In the experimental class dedicated to examining curriculum planning through iPhone application design, aka game design, my group is also examining sensory heightening through the senses. An important aspect of game design is to incorporate the surrounding world into the play with the mobile device. I believe we're doing that as well as deepening physiological curiosity. I also attended a lecture on something new called Augmented Reality--an "app" where your iPhone connects the functions of many of its applications at the same time, allowing the user to get information about a location photographed. See "Yelp."

Saturday, January 30, 2010

Considerations for a new market in China: Seniors

Our group has the privilege to work with Herman Miller, the notable "high-end" American brand that provides furnishing and interior design for office, homes, hotels, hospitals. I know it as a contractor of Charles and Ray Eames work in the 1940s and '50s. Now, Herman Miller is examining how it can assist the aging population to "Age in Place."

Recognizing that human nature becomes "chair centered" as it ages, Herman Miller is looking to not only bring chairs to China but environments for nursing homes, assisted living communities and private homes.

On pleasing aspect of HM is that they build their furniture in the country of its market. This new market will potentially bring employment opportunities.

Ruosi from Peking University voiced concern about the word "high-end" used in the Herman Miller design brief. I echoed that with a question that proposed a scenario wherein the market would only bear a certain price that might not be what HM is accustomed to but offered a foot into the market.

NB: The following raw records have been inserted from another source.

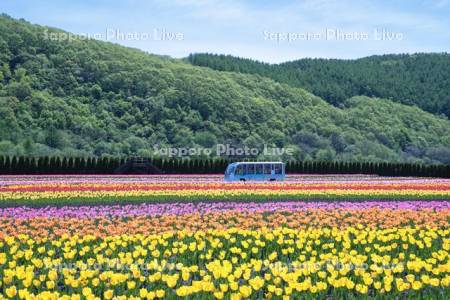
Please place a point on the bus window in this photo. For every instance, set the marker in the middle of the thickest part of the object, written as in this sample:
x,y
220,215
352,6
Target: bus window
x,y
239,170
259,169
278,168
250,169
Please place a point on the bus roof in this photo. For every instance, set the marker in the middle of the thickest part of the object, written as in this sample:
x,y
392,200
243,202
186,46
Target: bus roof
x,y
257,162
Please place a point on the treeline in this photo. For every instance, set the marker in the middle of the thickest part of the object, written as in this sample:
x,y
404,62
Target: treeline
x,y
419,79
108,165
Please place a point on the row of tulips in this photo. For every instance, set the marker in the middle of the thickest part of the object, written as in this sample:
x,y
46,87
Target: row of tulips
x,y
81,191
153,237
233,264
155,219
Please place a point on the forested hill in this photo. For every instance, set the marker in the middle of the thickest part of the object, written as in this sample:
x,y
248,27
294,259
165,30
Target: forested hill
x,y
420,79
84,97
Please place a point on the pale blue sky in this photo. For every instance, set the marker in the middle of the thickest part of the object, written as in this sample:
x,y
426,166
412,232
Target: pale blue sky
x,y
237,27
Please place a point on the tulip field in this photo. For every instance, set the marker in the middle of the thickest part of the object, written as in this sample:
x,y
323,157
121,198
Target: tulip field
x,y
196,236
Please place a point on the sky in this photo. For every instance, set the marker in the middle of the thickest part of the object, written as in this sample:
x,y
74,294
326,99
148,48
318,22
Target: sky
x,y
269,31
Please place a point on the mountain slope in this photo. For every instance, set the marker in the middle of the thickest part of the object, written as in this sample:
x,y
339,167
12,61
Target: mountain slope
x,y
418,79
90,97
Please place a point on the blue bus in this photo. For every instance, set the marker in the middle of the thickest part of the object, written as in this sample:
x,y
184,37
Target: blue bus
x,y
242,171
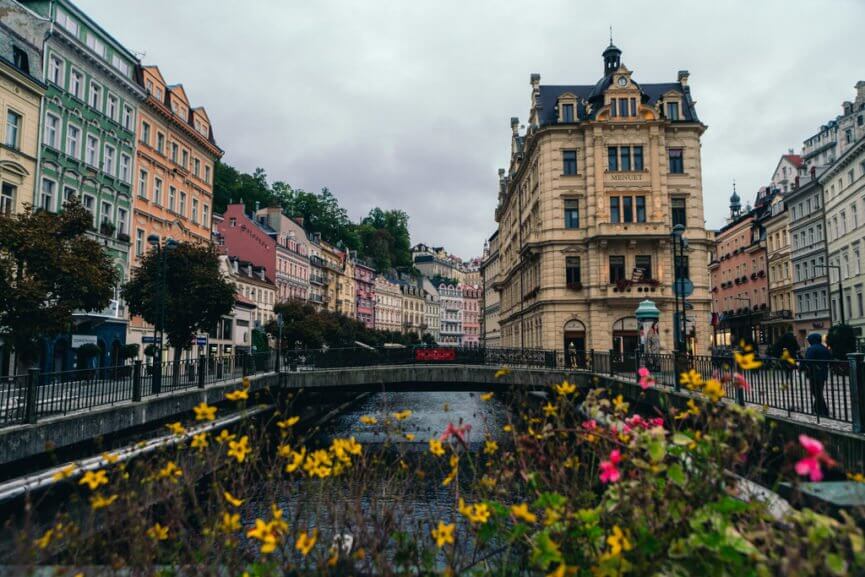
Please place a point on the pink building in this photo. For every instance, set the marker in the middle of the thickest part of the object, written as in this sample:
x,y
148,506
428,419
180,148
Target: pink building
x,y
364,277
471,316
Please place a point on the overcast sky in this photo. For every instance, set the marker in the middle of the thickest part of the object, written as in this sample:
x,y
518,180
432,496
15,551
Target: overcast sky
x,y
407,103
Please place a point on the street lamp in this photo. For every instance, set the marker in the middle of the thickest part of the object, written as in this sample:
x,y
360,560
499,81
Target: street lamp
x,y
680,242
159,308
840,289
750,326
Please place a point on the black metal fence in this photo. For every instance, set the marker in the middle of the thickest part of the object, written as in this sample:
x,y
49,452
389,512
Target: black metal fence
x,y
27,398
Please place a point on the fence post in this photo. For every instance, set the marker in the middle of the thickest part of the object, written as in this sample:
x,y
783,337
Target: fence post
x,y
136,381
857,389
32,396
201,368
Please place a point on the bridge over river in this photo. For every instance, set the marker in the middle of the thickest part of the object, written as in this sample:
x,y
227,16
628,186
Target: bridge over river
x,y
39,412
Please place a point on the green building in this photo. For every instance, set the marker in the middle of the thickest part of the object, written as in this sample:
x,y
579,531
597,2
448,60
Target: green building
x,y
88,149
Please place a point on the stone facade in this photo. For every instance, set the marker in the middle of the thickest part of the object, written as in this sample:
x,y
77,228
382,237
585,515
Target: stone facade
x,y
585,214
490,332
21,90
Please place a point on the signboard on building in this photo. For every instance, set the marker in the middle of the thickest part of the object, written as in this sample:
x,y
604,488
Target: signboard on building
x,y
79,340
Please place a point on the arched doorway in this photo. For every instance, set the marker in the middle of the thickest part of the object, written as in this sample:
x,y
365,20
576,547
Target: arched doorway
x,y
575,343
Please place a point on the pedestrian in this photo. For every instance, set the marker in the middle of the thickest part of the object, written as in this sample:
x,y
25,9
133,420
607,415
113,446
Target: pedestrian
x,y
817,358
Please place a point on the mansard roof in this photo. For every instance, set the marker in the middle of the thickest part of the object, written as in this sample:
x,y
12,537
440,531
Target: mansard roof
x,y
548,95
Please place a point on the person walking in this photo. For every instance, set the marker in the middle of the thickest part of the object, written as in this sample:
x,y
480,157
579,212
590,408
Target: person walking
x,y
817,358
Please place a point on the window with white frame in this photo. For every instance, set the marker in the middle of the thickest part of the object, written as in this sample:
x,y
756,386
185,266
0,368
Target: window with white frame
x,y
96,45
73,141
13,128
113,107
91,151
7,198
95,98
46,196
108,159
142,183
76,83
51,131
125,168
55,70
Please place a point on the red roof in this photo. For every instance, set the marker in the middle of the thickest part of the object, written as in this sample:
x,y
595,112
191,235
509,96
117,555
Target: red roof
x,y
794,159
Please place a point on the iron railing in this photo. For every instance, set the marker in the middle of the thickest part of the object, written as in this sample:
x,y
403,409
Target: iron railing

The response was to show how distribution could work.

In closing for now, I foresee a large cultural hurdle being that the aging Chinese have come through the Cultural Revolution. Will they be looking for traditional comfort or something new?

Wednesday, January 27, 2010

Visiting collaborators from Beijing

Visiting collaborators from Peking University and Central Academy of Fine Art arrived today to begin a five month design project to benefit China's health care system. The d. school's Cross Cultural Design class is sponsored by four large companies: Nokia, The American Heart Association, Wrigley, and one more.

The engagement didn't wait for the workshop the next day, questions flew comparing incidence organic groceries,farmers' markets, maternity and child counting(how do you consider that-medicine or wellbeing?)and the PKU's compulsory Tai chi whereas the girls must take aerobics. There is one young man from the countryside and his parents are rice farmers. He is shyer to speak but his eyes pierce and his face is calm. The student s are in a variety of programs from law to business, a minor in German (we talked about Fassbiner, Herzog, Wim Wenders and Dorris Dorie), engineering and then there are the art studetns from CAFA....they're classic artschool characters and I'm looking forward to talking more with them.

The beautiful healthy lunch I planned came off well without a hitch.